Fallout: New Vegas
The opening sequence of Fallout: New Vegas leads players to believe that it’s about a courier’s journey to track down the gangsters who left him for dead in the desert. Yet almost as soon as the game sends you on your way—you assume the role of that courier, rescued from death by a suspiciously protective security bot—countless side stories and eccentric characters crowd into view. Ignoring them to plod straight through the main storyline would take either extraordinary focus, or a lack of imagination. As veteran players of the series know, Fallout is really about exploring the periphery, and the fringes in New Vegas are even more wonderfully lunatic than those in Fallout 3.
Building on Bethesda Softworks’ Fallout 3 framework—New Vegas is a sort of side-quel—the developers at Obsidian have added enhancements like a super-difficult “Hardcore” mode, item crafting, and a user-friendly conversation wheel for interacting with your traveling companions. The good-vs.-evil karma system from Fallout 3 returns, augmented by a system of “reputation” among the world’s different factions, harking back to earlier games in the series. There’s even a full-fledged card game, Caravan, that can be played throughout the Mojave Wasteland or with real-life playing cards.

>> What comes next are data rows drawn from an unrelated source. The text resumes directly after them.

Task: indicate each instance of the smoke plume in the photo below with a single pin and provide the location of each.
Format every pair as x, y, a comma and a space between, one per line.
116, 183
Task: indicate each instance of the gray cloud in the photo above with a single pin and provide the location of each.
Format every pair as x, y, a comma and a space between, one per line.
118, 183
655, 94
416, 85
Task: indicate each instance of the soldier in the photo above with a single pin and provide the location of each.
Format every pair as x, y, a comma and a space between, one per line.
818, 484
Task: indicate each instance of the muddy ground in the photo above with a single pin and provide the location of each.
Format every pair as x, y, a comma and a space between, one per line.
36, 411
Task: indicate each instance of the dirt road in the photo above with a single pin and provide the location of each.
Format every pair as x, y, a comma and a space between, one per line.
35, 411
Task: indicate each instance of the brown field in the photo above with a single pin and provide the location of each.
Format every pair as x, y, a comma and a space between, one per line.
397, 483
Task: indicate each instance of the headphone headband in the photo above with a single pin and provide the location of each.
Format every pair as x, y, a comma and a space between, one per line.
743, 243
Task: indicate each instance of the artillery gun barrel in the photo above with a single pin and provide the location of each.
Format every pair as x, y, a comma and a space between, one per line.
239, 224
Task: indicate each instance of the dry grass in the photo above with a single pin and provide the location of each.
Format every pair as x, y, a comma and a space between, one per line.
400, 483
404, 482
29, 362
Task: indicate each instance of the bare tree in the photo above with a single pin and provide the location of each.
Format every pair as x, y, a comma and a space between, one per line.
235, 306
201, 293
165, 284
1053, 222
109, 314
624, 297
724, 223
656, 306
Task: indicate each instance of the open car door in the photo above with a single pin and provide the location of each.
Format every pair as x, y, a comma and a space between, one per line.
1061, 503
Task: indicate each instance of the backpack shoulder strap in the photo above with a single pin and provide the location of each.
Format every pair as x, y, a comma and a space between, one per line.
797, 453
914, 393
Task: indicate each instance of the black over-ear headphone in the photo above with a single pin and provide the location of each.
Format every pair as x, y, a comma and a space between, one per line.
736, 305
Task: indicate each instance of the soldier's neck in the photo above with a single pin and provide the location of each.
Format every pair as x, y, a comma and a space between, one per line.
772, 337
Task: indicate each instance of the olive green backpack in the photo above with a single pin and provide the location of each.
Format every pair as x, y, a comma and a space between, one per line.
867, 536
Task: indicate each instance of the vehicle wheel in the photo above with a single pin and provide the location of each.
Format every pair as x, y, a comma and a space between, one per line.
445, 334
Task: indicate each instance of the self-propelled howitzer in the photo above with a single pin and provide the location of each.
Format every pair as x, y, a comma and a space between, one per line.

The more meaningful change in New Vegas is a renewed emphasis on weird, dark humor. (As if there’s any other kind in the Fallout universe.) The citizens of Fallout 3 lived through doomsday, and it showed. Vegas, however, never got nuked directly, so while the area isn’t exactly Xanadu, the people are a bit more upbeat. The result is a wackier tone, reminiscent of Fallout 2. There’s still plenty of gloomy, serious fare, but there are also bits like a chipper cult of ghouls who want your help rocketing themselves into the sky, or a marauding gang of Elvis impersonators.
The experience is marred by jerky visuals, as the game strains so mightily to render the vistas of the Mojave that the image often grinds to a halt, threatening to freeze up, and sometimes succeeding. Load times are long, and seemingly none of Fallout 3’s niggling glitches have been fixed. Still, technical nuisances don’t ruin the delight of moseying through New Vegas and sampling the huge variety of depravity—and occasional glory—that post-nuclear Sin City has to offer.